Seattle, February 3, 2021

 Dear MorphMetters,

        You probably know already that over the last several years I
 have been rethinking many of the fundamental tools of
 geometric morphometrics associated with Procrustes shape coordinates
 and their principal components.  My published critiques typically begin
 with a detailed inspection of the explicit mathematics embodied in
 these tools in order to arrive at a clearer understanding
 of when their multivariate analysis and the ensuing thin-plate spline
 depictions are likely to lead to valid biological explanations vs. when
 this happy outcome is UNlikely.  One main message of these papers is that
 when there are more than just a few Procrustes shape coordinates,
 the basic toolkit of GMM is dangerously risky: wielded in
 a rote or unsophisticated way, it leads predictably to fallacious inferences
 in a range of typical biological applications. Sometimes the critique
 simply requires us to abandon a previously popular tool (e.g.,
 between-groups principal components analysis, 2019).  In other settings, as in
 my 2015 method for studying integration, it is possible to
 suggest a replacement that circumvents the original problems. Here
 is another of those suggested replacements, this one designed
 to substitute for current Procrustes-style analyses of
 allometric growth in landmark data.  An open-access paper
 just published in Benedikt Hallgrimsson's journal Evolutionary
 Biology demonstrates this replacement, unusual perhaps in that
 its basic idea is more than a century old -- even older than
 D'Arcy Thompson, in fact.  Anybody interested may download the paper from

   https://link.springer.com/article/10.1007/s11692-020-09530-w

 I attach its Abstract.

       Here's hoping you enjoy this challenge.
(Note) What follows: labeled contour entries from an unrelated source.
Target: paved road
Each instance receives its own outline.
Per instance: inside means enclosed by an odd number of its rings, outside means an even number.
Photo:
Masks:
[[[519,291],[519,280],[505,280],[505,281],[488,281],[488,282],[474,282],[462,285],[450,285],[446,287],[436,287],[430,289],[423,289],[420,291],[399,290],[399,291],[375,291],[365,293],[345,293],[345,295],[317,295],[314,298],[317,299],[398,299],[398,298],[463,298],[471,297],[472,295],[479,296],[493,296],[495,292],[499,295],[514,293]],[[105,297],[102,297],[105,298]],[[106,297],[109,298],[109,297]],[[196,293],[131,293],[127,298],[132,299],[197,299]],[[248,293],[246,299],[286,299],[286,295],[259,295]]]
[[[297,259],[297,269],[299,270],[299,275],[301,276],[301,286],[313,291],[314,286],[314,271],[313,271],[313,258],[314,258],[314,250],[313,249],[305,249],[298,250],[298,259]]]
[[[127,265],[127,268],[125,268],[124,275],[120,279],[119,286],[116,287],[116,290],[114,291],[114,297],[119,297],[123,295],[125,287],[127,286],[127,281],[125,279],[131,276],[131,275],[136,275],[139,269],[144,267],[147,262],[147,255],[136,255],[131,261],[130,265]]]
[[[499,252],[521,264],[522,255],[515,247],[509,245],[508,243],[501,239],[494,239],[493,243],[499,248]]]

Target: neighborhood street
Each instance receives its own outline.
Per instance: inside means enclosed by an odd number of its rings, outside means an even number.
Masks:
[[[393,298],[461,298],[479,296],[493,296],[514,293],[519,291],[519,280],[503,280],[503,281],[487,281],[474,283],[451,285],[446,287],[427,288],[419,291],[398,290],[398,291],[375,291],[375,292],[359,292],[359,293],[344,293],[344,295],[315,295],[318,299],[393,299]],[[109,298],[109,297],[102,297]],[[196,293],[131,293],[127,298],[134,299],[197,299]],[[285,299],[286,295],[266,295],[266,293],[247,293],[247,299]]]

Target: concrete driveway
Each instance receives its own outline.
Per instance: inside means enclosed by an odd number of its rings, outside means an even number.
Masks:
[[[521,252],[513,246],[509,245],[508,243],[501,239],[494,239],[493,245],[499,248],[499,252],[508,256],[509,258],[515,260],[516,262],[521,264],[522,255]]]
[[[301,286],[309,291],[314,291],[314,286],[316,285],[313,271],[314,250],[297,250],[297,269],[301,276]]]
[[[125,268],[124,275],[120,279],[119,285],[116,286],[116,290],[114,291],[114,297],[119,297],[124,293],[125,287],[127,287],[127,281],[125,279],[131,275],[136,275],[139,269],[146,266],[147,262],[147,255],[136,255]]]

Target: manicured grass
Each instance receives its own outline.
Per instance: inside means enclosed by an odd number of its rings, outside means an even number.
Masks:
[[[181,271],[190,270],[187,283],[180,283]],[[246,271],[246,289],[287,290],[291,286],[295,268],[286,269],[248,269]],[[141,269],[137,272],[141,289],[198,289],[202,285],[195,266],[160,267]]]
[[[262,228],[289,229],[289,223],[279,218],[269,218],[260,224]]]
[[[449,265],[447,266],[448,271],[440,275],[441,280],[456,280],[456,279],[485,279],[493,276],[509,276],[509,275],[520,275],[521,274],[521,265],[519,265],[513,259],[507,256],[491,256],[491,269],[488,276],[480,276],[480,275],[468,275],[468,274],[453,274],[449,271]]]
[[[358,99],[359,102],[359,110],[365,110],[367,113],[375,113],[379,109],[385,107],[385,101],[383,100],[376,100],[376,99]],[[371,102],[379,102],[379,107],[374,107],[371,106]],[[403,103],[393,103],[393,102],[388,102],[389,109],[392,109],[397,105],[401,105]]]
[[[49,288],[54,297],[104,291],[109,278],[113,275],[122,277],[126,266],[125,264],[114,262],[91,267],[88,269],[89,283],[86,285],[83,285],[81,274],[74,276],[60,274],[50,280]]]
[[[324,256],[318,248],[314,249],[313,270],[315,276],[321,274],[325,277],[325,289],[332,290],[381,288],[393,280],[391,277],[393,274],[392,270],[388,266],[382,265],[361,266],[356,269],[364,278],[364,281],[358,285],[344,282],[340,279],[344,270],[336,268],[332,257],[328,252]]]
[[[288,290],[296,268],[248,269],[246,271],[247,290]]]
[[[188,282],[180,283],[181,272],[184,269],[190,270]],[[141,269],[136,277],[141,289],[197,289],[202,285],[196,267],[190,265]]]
Yours, Fred Bookstein

 =========

       {Abstract.} The geometric morphometric (GMM)
 construction of Procrustes shape coordinates from a data set of
 homologous landmark configurations puts exact algebraic constraints
 on position, orientation, and geometric scale. While position as digitized
 is not ordinarily a biologically meaningful quantity, and orientation is
 relevant mainly when some organismal function
 interacts with a Cartesian positional gradient such as
 horizontality, size per se is a crucially important biometric concept,
 especially in contexts like growth, biomechanics, or bioenergetics.
 "Normalizing" or "standardizing" size (usually by dividing
 the square root of the summed squared distances from the centroid out
 of all the Cartesian coordinates specimen by specimen),
 while associated with the elegant symmetries of the
 Mardia-Dryden distribution in shape space, nevertheless
 can substantially impeach the validity of any organismal inferences
 that ensue.  This paper adapts two variants of standard morphometric
 least-squares, principal components and uniform strains, to circumvent
 size standardization while still accommodating
 an analytic toolkit for studies of differential growth
 that supports landmark-by-landmark graphics and thin-plate splines.
 Standardization of position and orientation but not size yields the
 coordinates Franz Boas first discussed in 1905.  In studies of growth, a first
 principal component of these coordinates often appears to involve
 most landmarks shifting almost directly away from their centroid,
 hence the proposed model's name, "centric allometry." There is also a
 joint standardization of shear and dilation resulting in a variant of
 standard GMM's "nonaffine shape coordinates" where scale information is
 subsumed in the affine term.  Studies of growth allometry should
 go better in the Boas system than in the Procrustes shape space that
 is the current conventional workbench for GMM analyses. I demonstrate two
 examples of this revised approach (one developmental, one phylogenetic)
 that retrieve all the findings of a conventional shape-space-based
 approach while focusing much more closely on the phenomenon
 of allometric growth per se. A three-part Appendix provides an
 overview of the algebra, highlighting both similarities to
 the Procrustes approach and contrasts with it.